The pitfalls of data mesh

At this point in time, the data landscape is robust, with flexible data ingestion and the adoption of the data mesh paradigm enables different domains to generate insights. Like any approach, data mesh can introduce some pitfalls, especially in the early adoption phases when the focus is on generating insights and value; it is not uncommon for data silos to reemerge. For instance, two different domains can rush into the creation of gold tables using the same information from the silver layer leading to a situation similar to the one depicted below:

It is quite clear from the context that both the Red and Blue teams may have inadvertently produced duplicated datasets, consequently inflating costs for both storage and computational resources.

The solution

The image above offers insights into addressing this issue: data lineage. Data lineage indeed visually depicts how data flows across different datasets. While Databricks with Unity catalog provides data lineage per table, encompassing only the downstream and upstream tables, a complete lineage of all the datasets is required to grasp the broader context and identify potential duplicate datasets. To achieve this objective, we leveraged a new feature from Databricks: the system tables, particularly the access schema that includes table and column lineage.

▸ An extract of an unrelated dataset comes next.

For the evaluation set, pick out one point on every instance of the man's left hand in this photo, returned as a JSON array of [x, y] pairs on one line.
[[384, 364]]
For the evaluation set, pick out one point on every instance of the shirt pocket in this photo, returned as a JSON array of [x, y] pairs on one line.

Using the information in the system tables, we successfully created several entities including:

  • All the available tables (along with their properties) unaffected  by user permission unlike the information_schema;
  • All the first-degree lineage information (in layman’s terms, all the tables that have source tables including the names of the source tables);
  • All the tables that potentially are duplicated, as exemplified above, including column lineage.

With the delivered Spark application, the customer can now identify and address the potential duplicates with the required teams, leading to a more efficient and cost-effective situation. Additionally, the solution enriches the centralized data catalog and helps tackle potential anti-patterns, such as using the bronze layer to create gold tables.

Quantifying the business benefits is challenging due to the complexity of the resolution process involving multiple parties. Nevertheless, it already serves as a method to prevent similar issues, resulting in a positive ROI.